Got any plans for tonight? No? Well then you’re in luck, because NASA is just a few hours from intentionally smashing a probe into the minor planet Dimorphos as part of Double Asteroid Redirection Test (DART) — marking the first time humanity has ever intentionally tried to knock a space rock off-course. If it works, we’re one step closer to having a viable planetary defense system in case we ever detect an asteroid on a collision course with Earth. If it doesn’t work. . . well, we’ve still got time to come up with another plan.
To be clear, the 170 meter (560 feet) wide Dimorphos DOES NOT pose any threat to us, nor will it after NASA smacks it around with an ion-propelled spacecraft. This is simply a test to see if a small spacecraft impacting an asteroid head-on can slow it down enough to appreciably change its orbital trajectory. We won’t know for a week or so if the impact did the trick, but it should still be fascinating to watch the crash happen live.

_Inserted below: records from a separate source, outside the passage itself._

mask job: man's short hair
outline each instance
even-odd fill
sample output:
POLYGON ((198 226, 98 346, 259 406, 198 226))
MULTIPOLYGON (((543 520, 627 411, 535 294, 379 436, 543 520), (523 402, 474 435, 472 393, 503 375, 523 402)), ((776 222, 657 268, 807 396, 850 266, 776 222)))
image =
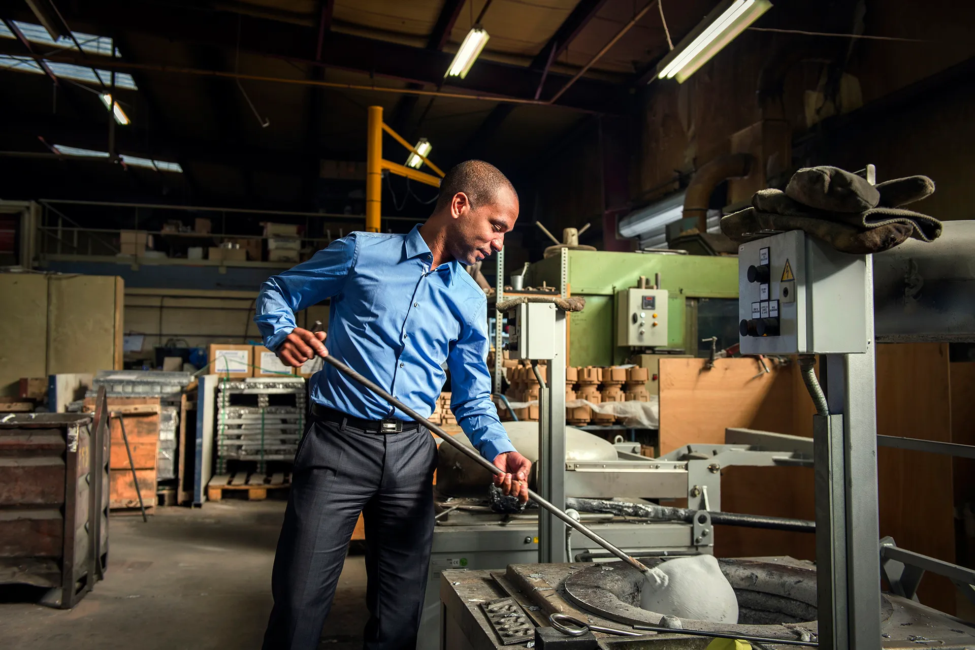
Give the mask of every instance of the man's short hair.
POLYGON ((489 204, 502 187, 510 189, 515 198, 518 198, 515 186, 496 167, 483 160, 464 161, 450 168, 440 181, 437 210, 448 207, 457 192, 467 195, 472 208, 489 204))

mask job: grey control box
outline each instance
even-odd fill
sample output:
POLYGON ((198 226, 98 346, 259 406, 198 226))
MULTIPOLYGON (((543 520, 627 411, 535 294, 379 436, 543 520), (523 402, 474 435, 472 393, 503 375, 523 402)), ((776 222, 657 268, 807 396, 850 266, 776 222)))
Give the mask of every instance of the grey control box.
POLYGON ((507 313, 512 359, 555 359, 555 312, 551 302, 523 302, 507 313))
POLYGON ((742 354, 866 352, 870 262, 801 230, 738 247, 742 354))
POLYGON ((667 347, 667 298, 662 288, 616 291, 616 345, 667 347))

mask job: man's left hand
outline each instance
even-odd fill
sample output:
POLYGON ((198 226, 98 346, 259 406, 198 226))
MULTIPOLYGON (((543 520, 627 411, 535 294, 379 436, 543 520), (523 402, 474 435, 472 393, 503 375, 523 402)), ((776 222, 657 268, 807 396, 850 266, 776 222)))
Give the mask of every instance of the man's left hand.
POLYGON ((504 472, 503 475, 494 475, 494 484, 505 494, 520 499, 522 503, 527 502, 531 461, 517 451, 506 451, 494 457, 494 467, 504 472))

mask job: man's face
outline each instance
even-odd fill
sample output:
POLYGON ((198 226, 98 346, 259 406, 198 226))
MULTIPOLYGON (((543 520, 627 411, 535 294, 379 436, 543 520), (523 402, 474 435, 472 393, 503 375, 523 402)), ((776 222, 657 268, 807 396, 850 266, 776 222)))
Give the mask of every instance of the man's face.
POLYGON ((463 264, 474 264, 504 246, 504 234, 515 227, 518 198, 507 187, 494 193, 490 203, 471 208, 467 195, 457 192, 450 202, 450 228, 447 246, 463 264))

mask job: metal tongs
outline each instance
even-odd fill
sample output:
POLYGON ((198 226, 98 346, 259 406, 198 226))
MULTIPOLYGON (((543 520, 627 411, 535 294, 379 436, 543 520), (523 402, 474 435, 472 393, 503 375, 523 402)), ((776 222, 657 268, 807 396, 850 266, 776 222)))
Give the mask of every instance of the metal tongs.
POLYGON ((819 643, 816 641, 802 641, 794 638, 779 638, 775 636, 752 636, 751 634, 737 634, 730 631, 709 631, 704 630, 684 630, 683 628, 664 628, 661 626, 643 626, 635 625, 633 630, 639 630, 641 631, 633 631, 633 630, 619 630, 617 628, 604 628, 603 626, 596 626, 589 623, 585 623, 575 618, 574 616, 569 616, 568 614, 551 614, 549 615, 549 623, 552 627, 561 631, 564 634, 568 634, 569 636, 582 636, 587 631, 598 631, 604 634, 615 634, 616 636, 644 636, 642 631, 655 631, 661 634, 691 634, 693 636, 710 636, 712 638, 737 638, 743 641, 749 641, 754 643, 778 643, 781 645, 803 645, 808 647, 818 647, 819 643))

We’ve embedded the two NASA streams below. The first one will start about a half an hour before impact and is going to show live navigational images of Dimorphos as the DART spacecraft zeros in on its target, and the second stream will cover the main event. Keep in mind this isn’t a Hollywood film we’re talking about — don’t expect any dramatic explosions when the clock hits zero. When the telemetry stops coming back, that means it was a bullseye.